Sclerophrys pusilla
- Conservation status: Least Concern (IUCN 3.1)

Scientific classification
- Kingdom: Animalia
- Phylum: Chordata
- Class: Amphibia
- Order: Anura
- Family: Bufonidae
- Genus: Sclerophrys
- Species: S. pusilla
- Binomial name: Sclerophrys pusilla (Mertens, 1937)
- Synonyms: Bufo regularis pusillus Mertens, 1937 ; Bufo pusillus – Pienaar, 1963 ; Bufo latifrons savannae – Inger, 1968 ; Bufo maculatus pusillus – Hulselmans, 1970 ; Sclerophrys pusilla (Mertens, 1937) ;

= Sclerophrys pusilla =

- Authority: (Mertens, 1937)
- Conservation status: LC

Species of amphibian

Sclerophrys pusilla is a species of toad in the family Bufonidae.
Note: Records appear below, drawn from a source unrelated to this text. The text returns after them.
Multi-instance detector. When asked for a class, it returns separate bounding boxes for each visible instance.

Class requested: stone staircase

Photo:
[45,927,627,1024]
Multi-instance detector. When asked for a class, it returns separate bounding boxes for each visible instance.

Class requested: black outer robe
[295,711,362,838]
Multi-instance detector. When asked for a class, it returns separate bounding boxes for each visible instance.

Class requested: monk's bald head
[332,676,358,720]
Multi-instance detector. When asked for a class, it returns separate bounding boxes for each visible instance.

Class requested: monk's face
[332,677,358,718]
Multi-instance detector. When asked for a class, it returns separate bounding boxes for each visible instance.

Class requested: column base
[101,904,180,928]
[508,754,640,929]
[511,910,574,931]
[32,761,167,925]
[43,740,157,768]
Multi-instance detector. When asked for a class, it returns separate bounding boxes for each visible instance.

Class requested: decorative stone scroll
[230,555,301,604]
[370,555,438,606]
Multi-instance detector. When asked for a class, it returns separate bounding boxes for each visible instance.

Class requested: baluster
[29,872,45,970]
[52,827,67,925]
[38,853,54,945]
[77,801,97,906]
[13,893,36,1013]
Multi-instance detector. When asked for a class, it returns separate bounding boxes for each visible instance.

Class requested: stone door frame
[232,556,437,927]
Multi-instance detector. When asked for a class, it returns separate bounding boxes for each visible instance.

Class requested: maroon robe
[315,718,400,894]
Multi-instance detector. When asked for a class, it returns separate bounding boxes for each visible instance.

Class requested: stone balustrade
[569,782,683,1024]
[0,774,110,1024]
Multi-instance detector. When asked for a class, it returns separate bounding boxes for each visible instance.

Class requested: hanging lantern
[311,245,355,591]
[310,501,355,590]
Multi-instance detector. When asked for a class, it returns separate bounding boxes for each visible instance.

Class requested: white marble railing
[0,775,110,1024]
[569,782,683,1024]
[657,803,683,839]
It is found in Angola, northern Namibia, Botswana, northeastern South Africa, Zimbabwe, Mozambique, Zambia, Tanzania, southern Kenya, Uganda, eastern Ethiopia, parts of South Sudan, Gabon and Cameroon, as well as the Central African Republic. The specific name pusilla means "small" in Latin, and refers to the fact that this frog is smaller than others in the Sclerophrys genus.

Sclerophrys pusilla inhabits savanna and lowveld grassland, and likes shallow, slow-moving or stationary water.